Чертыхаясь, недолюбливая то, что делала, бабка до вечера варила что-то густое, совсем уж зло месила коричневатую гущу, пока не получилось тесто — а когда было готово, подозвала, сказала закрыть глаза… и скормила прямо со своих рук комочек. Тот растаял во рту неведомой сладостью, отчего мальчик, проведя весь день в послушании, за что и был, наверное, награжден, ослаб, замлел…
Он уже боялся не успеть.
Спешила, изнывая трепетом, душа.
Дед поднял его засветло — казалось, пришел за ним из ниоткуда, и мальчик собрался, будто по команде, похожий на солдатика. Бабушка спала, не вставала. И было удивительно чувствовать себя живым в пустующей тишине, где нельзя громко говорить, тревожить покой погруженных в самих себя вещей, даже ходить еще нельзя…
Когда ехали как будто в одном на весь город, отчаянно дребезжащем трамвае по безлюдным вымершим улочкам, их уже заливало солнце.
Дедушка всю дорогу молчал. Может быть, потому, что никогда не брал с собой кого-то на рыбалку — и привык молчать.
Они ехали на остров, в домик. Дощатая будка, даже без окошек, но под покатой крышей, посаженная основательно на фундамент, стояла много лет. В домике всегда пахло речной сыростью и было прохладно. Этого и хватало деду для ночевок. Лишь железная панцирная койка умещалась между стен. Неподалеку стол со скамейкой, вкопанные в землю. Приезжая наслаждаться солнцем, рекой, воздухом, здесь обедала семья.
Крылечко. У крылечка — бабушкины кусты роз.
Внутри, где темно и сыро, — удочки, спиннинги, блесны, грузила, крючки… все, что не разрешалось трогать. Все, что принадлежало деду. Опасное и тайное, как оружие, нужное, чтобы отнять у реки то, что прячет в своей глубине. Оттого ли, но в этой темноте мальчику мерещилась глубина, будто жила здесь, таилась, чего-то дожидаясь.
Остров был зоной отдыха — с пляжами, пивными ларьками, аттракционами. Но это место находилось в стороне от пляжей и отдыхающих. Огромные лошади паслись прямо в дубраве за калиткой: стреноженные, они тяжко, прыжками, передвигали свои исполинские застывшие фигуры, разбредались, будто прячась за стволами деревьев и созерцая друг дружку. Взгляд завораживали путы — толстые канаты, навязанные узлами. Этого мальчик не понимал — отчего такие огромные и сильные существа терпеливо подчиняются людям. Сам он боялся стреноженных исполинов, и лишь за калиткой унимался его страх.
Один, без родителей, все лето мальчик вдоволь купался, загорал.
Река манила, нежила.
Бабка, устав, тоже искала для себя свободы.
Мальчик легко уговаривал исполнить свое последнее желание — и возвращались они на катерке. Это было то время суток, когда люди исчезали, оставляя пляж помятым, истоптанным, а на воду, придавливая, ложилось тенью что-то холодное и темное, над чем кружили, будто каркая, чайки. Понтонная пристань, чуть покачиваясь, принимала свое суденышко прямо у пляжа. Оно переправляло на другой берег, хотя над рекой был перекинут огромный пешеходный мост.
Мальчик радовался.
Бабушка покупала два билета.
В ожидании катера становилось зябко.
Уже не обдувал, как на пляже, а прохватывал свистящий ветер. Но босые ноги чувствовали, будто впитывая, приставшее к железному кожуху тепло — и гулкое, что колыхалось под днищем. Стайки черных от загара ребят еще рыбачили на понтоне.

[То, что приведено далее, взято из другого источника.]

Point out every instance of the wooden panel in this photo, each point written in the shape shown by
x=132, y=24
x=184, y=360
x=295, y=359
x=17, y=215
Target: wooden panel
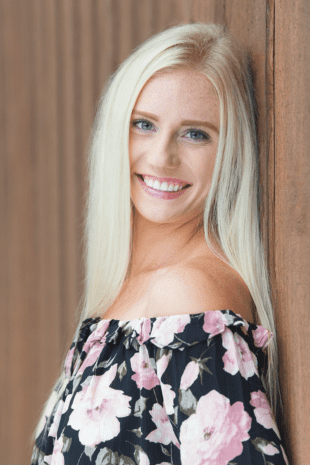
x=292, y=216
x=54, y=59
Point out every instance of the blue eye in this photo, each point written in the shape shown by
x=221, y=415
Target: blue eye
x=202, y=135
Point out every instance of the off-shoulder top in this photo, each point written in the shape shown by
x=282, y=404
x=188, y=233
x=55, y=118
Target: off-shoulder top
x=180, y=389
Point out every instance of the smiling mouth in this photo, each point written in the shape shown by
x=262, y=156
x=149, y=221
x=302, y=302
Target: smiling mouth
x=141, y=177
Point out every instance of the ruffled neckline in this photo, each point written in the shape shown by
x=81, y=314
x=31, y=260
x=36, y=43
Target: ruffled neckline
x=163, y=331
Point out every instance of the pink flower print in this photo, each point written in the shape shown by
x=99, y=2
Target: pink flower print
x=284, y=455
x=145, y=375
x=98, y=335
x=68, y=362
x=167, y=391
x=164, y=433
x=97, y=409
x=238, y=356
x=190, y=374
x=263, y=412
x=214, y=323
x=215, y=432
x=164, y=328
x=57, y=456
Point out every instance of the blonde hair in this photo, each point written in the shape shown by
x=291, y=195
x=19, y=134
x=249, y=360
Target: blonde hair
x=231, y=211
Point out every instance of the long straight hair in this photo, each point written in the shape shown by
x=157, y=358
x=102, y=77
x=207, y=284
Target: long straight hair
x=231, y=210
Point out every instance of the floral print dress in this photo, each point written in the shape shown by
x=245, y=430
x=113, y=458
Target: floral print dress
x=180, y=389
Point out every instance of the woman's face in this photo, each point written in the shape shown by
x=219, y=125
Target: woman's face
x=174, y=132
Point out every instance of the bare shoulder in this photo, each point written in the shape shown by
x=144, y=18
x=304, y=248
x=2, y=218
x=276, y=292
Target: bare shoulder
x=199, y=286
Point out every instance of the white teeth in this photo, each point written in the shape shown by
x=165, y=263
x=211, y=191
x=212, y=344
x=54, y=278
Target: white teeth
x=161, y=187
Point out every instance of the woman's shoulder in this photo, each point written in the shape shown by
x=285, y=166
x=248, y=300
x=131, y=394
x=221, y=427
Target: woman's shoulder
x=201, y=283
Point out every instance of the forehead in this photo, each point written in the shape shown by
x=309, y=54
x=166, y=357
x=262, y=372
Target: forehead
x=188, y=89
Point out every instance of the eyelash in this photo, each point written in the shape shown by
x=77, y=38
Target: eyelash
x=205, y=136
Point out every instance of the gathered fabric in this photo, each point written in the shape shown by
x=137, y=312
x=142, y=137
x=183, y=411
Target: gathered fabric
x=179, y=389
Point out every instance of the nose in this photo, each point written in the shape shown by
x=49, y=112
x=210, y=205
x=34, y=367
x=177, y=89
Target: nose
x=163, y=154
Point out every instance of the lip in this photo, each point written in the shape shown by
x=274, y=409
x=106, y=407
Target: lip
x=166, y=179
x=165, y=195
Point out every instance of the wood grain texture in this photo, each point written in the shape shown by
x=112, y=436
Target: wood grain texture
x=292, y=216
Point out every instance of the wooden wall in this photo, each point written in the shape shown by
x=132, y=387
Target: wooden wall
x=55, y=57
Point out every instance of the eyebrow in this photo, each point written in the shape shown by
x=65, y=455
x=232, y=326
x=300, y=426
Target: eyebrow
x=187, y=122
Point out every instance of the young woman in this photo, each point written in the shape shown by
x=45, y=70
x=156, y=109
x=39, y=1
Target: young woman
x=168, y=363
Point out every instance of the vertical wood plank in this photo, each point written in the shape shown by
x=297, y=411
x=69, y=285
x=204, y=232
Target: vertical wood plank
x=67, y=151
x=292, y=216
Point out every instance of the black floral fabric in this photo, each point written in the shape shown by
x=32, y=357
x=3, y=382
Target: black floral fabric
x=180, y=389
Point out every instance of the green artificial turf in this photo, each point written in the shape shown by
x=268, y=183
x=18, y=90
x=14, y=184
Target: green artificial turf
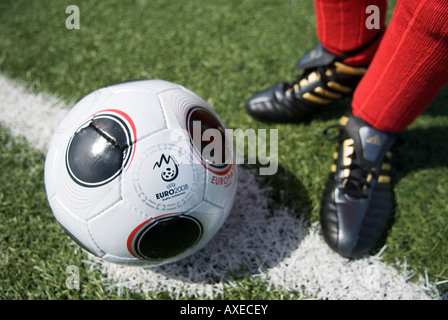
x=223, y=50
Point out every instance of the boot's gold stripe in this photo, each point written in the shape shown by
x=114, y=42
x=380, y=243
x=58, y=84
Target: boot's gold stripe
x=354, y=71
x=310, y=97
x=327, y=93
x=383, y=179
x=339, y=87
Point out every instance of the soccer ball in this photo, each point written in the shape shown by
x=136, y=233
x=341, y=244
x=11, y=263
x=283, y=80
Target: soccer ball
x=128, y=180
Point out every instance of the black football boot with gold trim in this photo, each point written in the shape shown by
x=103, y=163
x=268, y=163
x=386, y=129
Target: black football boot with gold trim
x=358, y=200
x=324, y=79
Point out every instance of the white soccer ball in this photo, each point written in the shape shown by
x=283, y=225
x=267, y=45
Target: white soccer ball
x=133, y=179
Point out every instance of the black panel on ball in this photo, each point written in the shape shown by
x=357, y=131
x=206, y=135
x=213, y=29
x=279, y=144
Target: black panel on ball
x=92, y=158
x=168, y=237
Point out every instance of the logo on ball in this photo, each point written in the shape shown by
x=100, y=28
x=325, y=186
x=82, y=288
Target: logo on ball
x=169, y=168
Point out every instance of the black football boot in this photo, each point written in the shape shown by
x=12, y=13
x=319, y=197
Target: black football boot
x=324, y=79
x=358, y=200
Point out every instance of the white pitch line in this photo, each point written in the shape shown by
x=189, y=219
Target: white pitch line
x=275, y=246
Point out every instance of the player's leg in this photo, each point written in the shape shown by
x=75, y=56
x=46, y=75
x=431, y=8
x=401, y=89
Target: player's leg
x=409, y=68
x=331, y=70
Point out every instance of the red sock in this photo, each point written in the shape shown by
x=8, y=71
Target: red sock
x=341, y=28
x=410, y=66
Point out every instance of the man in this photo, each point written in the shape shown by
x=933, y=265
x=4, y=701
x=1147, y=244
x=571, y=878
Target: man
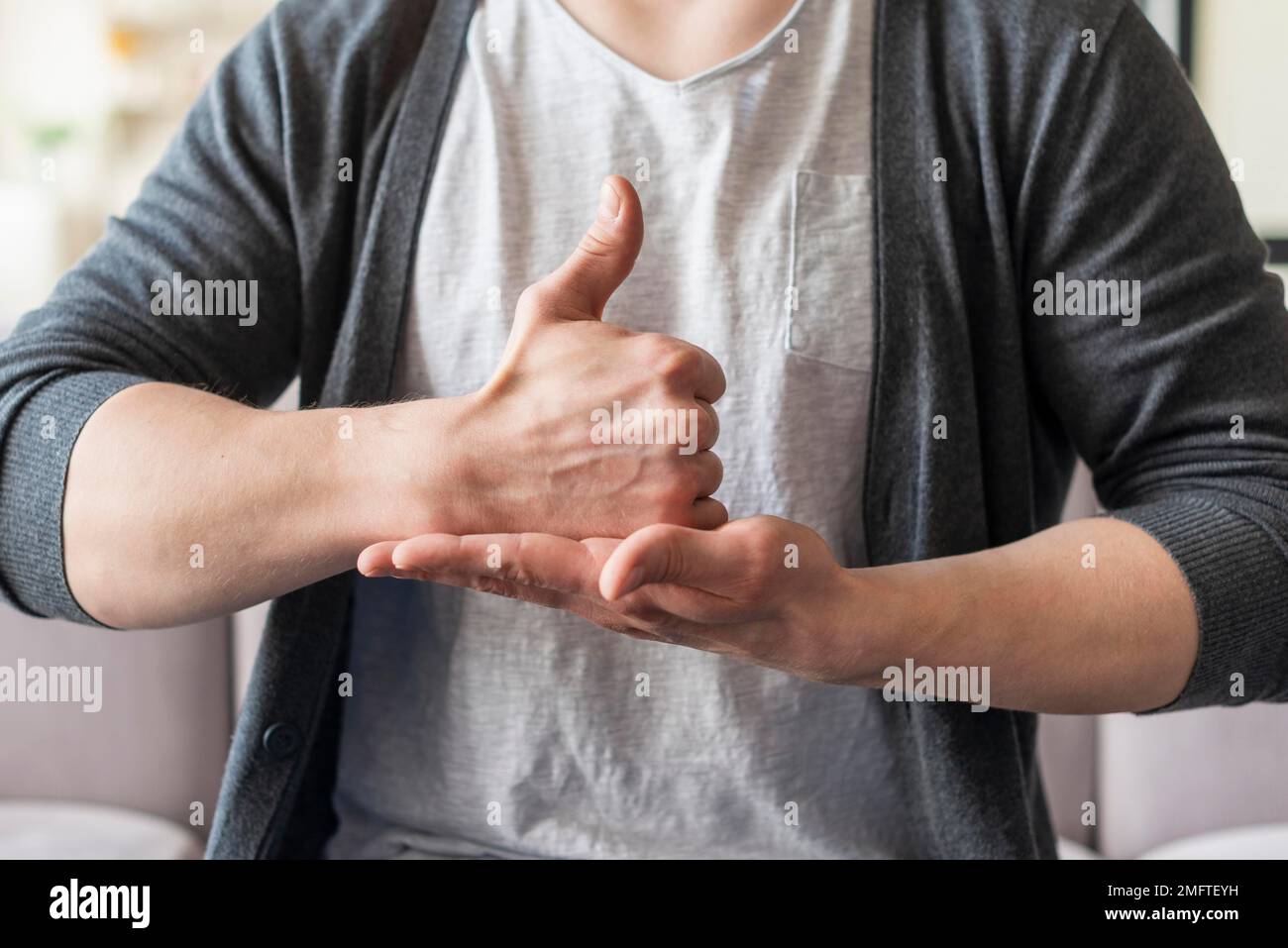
x=921, y=254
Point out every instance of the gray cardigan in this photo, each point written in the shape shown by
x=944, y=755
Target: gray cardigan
x=1098, y=165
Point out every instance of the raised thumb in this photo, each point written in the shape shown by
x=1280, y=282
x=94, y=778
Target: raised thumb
x=604, y=257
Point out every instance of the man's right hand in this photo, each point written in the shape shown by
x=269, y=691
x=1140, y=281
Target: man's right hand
x=524, y=459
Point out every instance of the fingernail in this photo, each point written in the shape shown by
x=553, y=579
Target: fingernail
x=609, y=204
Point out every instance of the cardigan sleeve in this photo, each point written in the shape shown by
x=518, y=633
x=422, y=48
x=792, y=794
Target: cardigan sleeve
x=215, y=209
x=1180, y=407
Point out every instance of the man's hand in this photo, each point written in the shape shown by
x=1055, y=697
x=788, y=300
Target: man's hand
x=524, y=454
x=764, y=588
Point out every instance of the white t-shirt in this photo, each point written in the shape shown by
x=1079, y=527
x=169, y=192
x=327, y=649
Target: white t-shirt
x=482, y=725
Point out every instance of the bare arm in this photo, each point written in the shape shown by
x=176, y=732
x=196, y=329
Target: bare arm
x=181, y=504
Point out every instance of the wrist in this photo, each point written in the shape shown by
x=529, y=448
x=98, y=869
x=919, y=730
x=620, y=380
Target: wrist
x=907, y=609
x=402, y=469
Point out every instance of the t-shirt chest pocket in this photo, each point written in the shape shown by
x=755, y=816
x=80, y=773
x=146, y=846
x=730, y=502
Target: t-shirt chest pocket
x=828, y=305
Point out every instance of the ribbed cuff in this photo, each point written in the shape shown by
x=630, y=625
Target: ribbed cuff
x=1237, y=576
x=38, y=446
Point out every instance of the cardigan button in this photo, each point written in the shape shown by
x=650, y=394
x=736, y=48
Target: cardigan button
x=282, y=740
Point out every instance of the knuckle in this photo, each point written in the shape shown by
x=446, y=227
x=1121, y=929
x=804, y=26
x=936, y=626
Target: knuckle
x=535, y=298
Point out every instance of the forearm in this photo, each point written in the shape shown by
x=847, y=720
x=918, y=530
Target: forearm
x=1056, y=633
x=181, y=505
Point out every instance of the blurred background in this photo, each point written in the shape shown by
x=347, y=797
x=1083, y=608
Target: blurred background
x=90, y=91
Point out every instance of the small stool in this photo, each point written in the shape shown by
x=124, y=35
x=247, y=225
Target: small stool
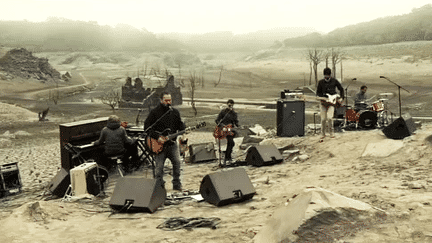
x=119, y=162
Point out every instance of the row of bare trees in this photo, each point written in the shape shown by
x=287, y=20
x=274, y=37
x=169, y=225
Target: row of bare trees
x=330, y=56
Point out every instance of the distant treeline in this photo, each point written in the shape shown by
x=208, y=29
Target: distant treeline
x=58, y=34
x=414, y=26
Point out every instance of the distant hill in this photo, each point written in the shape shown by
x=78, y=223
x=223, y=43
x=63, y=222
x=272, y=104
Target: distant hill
x=58, y=34
x=226, y=40
x=414, y=26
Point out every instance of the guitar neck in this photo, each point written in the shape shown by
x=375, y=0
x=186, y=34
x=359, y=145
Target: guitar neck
x=171, y=136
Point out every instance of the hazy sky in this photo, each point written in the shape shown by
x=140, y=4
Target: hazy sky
x=201, y=16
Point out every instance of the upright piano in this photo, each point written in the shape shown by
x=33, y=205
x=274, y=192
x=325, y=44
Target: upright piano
x=81, y=134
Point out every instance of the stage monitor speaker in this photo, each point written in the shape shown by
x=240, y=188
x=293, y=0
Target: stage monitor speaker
x=263, y=155
x=60, y=183
x=226, y=187
x=202, y=152
x=290, y=118
x=135, y=193
x=402, y=127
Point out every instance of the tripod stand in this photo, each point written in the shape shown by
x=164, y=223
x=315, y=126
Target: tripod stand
x=399, y=87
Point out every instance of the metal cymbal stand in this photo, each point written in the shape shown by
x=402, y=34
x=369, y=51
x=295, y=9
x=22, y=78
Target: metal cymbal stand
x=399, y=87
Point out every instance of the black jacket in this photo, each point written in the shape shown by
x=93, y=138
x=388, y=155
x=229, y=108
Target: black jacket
x=230, y=118
x=114, y=137
x=171, y=120
x=325, y=88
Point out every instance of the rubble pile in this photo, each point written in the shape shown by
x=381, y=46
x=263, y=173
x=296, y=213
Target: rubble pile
x=21, y=63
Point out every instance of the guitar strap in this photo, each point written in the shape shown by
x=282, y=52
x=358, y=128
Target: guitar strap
x=154, y=123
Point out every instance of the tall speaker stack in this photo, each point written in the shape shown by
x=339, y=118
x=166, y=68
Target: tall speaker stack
x=399, y=129
x=290, y=118
x=263, y=155
x=227, y=187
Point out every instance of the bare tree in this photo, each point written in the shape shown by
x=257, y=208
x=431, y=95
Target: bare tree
x=194, y=80
x=336, y=57
x=180, y=78
x=54, y=95
x=315, y=56
x=326, y=56
x=145, y=68
x=220, y=77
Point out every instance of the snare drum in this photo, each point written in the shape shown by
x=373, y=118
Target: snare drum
x=378, y=106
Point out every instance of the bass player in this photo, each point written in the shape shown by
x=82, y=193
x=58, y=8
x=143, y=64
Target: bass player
x=161, y=118
x=327, y=88
x=227, y=119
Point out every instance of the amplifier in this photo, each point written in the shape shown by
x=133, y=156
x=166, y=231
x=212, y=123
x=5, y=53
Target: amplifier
x=10, y=181
x=84, y=178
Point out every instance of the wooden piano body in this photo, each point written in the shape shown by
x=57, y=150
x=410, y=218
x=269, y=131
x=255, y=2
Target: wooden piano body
x=78, y=134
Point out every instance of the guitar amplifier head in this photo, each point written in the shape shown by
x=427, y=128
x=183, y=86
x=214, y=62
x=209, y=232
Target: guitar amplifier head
x=83, y=179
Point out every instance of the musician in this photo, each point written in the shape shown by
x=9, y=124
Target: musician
x=169, y=119
x=117, y=142
x=226, y=117
x=327, y=86
x=361, y=99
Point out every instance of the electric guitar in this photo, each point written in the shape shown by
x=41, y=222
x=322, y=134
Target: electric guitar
x=222, y=132
x=155, y=146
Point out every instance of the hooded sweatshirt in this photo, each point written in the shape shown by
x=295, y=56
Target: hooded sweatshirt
x=114, y=136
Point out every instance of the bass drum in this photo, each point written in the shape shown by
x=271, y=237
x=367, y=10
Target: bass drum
x=351, y=115
x=367, y=119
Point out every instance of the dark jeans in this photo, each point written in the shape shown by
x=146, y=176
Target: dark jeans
x=171, y=152
x=130, y=157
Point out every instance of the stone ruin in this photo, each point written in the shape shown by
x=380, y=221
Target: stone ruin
x=21, y=63
x=136, y=96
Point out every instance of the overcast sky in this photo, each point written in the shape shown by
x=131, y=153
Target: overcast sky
x=201, y=16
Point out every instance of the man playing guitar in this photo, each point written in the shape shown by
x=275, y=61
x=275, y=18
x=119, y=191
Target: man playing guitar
x=227, y=119
x=161, y=118
x=327, y=88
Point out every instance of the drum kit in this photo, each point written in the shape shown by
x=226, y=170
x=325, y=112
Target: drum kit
x=370, y=117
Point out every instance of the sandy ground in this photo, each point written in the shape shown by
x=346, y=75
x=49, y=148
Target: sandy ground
x=362, y=165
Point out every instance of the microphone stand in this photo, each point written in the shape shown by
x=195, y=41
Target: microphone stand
x=346, y=92
x=399, y=87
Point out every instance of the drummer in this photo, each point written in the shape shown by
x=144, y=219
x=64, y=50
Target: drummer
x=361, y=99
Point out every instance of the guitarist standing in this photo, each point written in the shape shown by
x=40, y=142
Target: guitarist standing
x=161, y=118
x=225, y=118
x=327, y=86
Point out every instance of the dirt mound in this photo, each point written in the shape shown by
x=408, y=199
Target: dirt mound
x=22, y=63
x=13, y=113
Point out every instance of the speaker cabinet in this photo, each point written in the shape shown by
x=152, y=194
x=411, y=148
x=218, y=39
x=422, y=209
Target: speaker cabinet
x=402, y=127
x=290, y=118
x=134, y=193
x=60, y=183
x=84, y=178
x=202, y=152
x=263, y=155
x=227, y=187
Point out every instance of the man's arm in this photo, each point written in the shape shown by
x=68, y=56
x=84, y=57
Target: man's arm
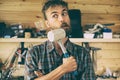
x=89, y=73
x=69, y=64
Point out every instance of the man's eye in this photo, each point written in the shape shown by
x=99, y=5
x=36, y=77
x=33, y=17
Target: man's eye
x=65, y=13
x=55, y=16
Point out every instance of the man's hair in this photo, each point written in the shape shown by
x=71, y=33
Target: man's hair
x=53, y=3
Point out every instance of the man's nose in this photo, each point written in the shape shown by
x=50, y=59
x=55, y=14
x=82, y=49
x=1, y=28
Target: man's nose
x=61, y=18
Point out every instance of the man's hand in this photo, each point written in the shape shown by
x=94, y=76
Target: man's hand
x=69, y=64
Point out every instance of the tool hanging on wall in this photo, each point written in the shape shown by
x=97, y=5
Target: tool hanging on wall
x=93, y=54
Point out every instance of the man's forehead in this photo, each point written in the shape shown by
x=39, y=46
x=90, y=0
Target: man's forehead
x=56, y=8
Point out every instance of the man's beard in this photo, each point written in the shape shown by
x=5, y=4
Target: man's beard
x=67, y=28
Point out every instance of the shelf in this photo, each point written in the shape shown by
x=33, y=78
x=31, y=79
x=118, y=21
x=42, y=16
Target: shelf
x=44, y=39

У него никогда не было своей удочки.
Чужой, он завидовал — и боялся подойти.
Причаливал катер. Его последнее желание исполнилось. Можно было занять любое место, и оказывалось много свободных, на лавках, что крепились по борту. Катер содрогался, рычал — и утихал, набирая ровный, сильный ход. Тот берег терялся, сквозил тонкой песчаной полоской. За бортом ворочались жирные черные волны. Уже на середине реки ветер каждым махом резко, почти больно, окроплял лицо брызгами, отчего мальчик зажмуривал глаза. Но вдруг открывался вид во все стороны света. И он забывал о страхе и боли, зависть и тоску, чувствуя себя то ветром, то волной, то исчезающим вдали берегом… Потом он обнаруживал себя среди таких же праздных людей, что провели весь день на пляже. И делал то же самое, что они, вытряхивая однообразно пляжный песок из туфель, которым оказывалась усеяна вся палуба. Когда катерок приставал к берегу, одетому в гранит, жизнь опять делалась обыденной и маленькой, какой-то ненужной — а катерок уже вгрызался в реку, отправляясь туда, где его ждали.